24.10 20h30 * Projection de Géographies de Chaghig Arzoumanian et conversation entre la réalisatrice et Rasha Salti
(cette projection fera suite à la présentation de la performance scénique Elegie d’une disparition: de 19h à 20h à la Friche Belle de Mai)
2015, Liban, 72 minutes en arménien
Chaghig Arzoumanian a 27 ans, mais elle pourrait en avoir mille : en voix off, elle prend personnellement en charge le passé de sa famille, la sédimentation de prénoms, de récits, de trajets et de photographies qui lui en a été transmis par bribes, on-dit, anecdotes. Sa généalogie arménienne, qui prend des proportions mythiques, est réinscrite dans les paysages d’aujourd’hui. « Les ruines ont fusionné avec la terre », entend-on de la plaine d’Anatolie que ses grands-parents ont quitté enfants au début du génocide arménien. Mais la cinéaste découvre d’autres exils sous cet exil, plus anciens, dont elle incruste les fantômes dans le présent – familles persécutées pendant le sultanat au seizième siècle, enfants épargnés en 1915 par la chance d’une circoncision médicale, tête coupée d’un époux découverte par sa femme. Cette violence historique a pour contrepoint l’éclat intime, chaleureusement familial, d’histoires plus récentes. L’abstraction topographique cède sous le récit familial, un homme fabrique trois barques avec une orange; des fruits poussent en surimpression sur un champ stérile. De l’Anatolie, l’exil a mené à Beyrouth, où Chaghig Arzoumanian est née, mais une branche de la famille a bifurqué au Caire, à Damas, Jaffa… La carte devient tapisserie aux couleurs et aux motifs multiples, changeants – une épopée tissée de fils individuels. (Charlotte Garson)
Chaghig Arzoumanian vit et travaille au Liban et en France. Ses grands-parents avaient quitté enfants leur village natal de Burunkisla pendant le génocide arménien de 1915. Elle est née à Beyrouth en 1988 et travaille actuellement entre Paris et Beyrouth. Elle est diplômée de l’Université de Paris VIII, titulaire d’une double maîtrise en cinéma et de valorisation du patrimoine cinématographique et a été formée à la restauration du film au laboratoire portugais d’archives de films (ANIM). Elle a dirigé plusieurs courts métrages et un moyen métrage : Au retour des marées. Geographies est son premier long métrage. Elle a co-monté en 2013 le documentaire E-muet dirigé par Corine Shawi et qui a été programmé en avant-première au FID Marseille.
Rasha Salti est chercheuse, écrivaine et curatrice d’art et de cinéma. Elle a été programmatrice au Festival du film international de Toronto (2011-2016) et depuis 2017, elle est chargée de programme à l’Unité Société et Culture à Arte France pour La Lucarne. Elle a été co-commissaire de Mapping Subjectivity: Experimentation in Arab Cinema from the 1960s until Now, avec Jytte Jensen (MoMA New York, 2010-2012).

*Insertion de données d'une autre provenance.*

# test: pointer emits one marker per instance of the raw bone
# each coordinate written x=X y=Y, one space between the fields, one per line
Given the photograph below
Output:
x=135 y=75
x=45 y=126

Elle était l’une des commissaires de la 10e Biennale de Sharjah (2011). Elle a été directrice de la 1ere session de l’Académie Résidence RAW centre pour l’art, le savoir et la societe (Dakar 2016). Elle a été programmatrice des cycles de conférences et projections « Palestine : territoire, mémoire, projections » (Mucem, La compagnie lieu de création, Marseille, 2017). Elle a été co-commissaire, avec Kristine Khouri de l’exposition documentaire et archivale Past Disquiet qui a été présentée au MACBA (Barcelone 2015), à la Haus der Kulturen der Welt (Berlin, 2016), au Musée de la Solidarité Salvador Allende (Santiago, 2018), au Musée Sursock (Beyrouth, 2018), au Zeitz MoCA (Le Cap, 2023), au Palais de Tokyo (Paris, 2024) et à Framer Framed (Amsterdam, 2025). En 2026, elle a fait partie de l’équipe curatoriale, dirigée par Koyo Kouoh pour la 61e Biennale de Venise.
Salti a dirigé la publication d’Insights into Syrian Cinema: Essays and Conversations with Filmmakers (2006, ArteEast et Rattapallax Press), de Beirut Bereft, The Architecture of the Forsaken and Map of the Derelict (Sharjah Art Foundation, 2010, en collaboration avec le photographe Ziad Antar) et de I Would Have Smiled: A Tribute to Myrtle Winter-Chaumeny, avec Issam Nassar, en 2010.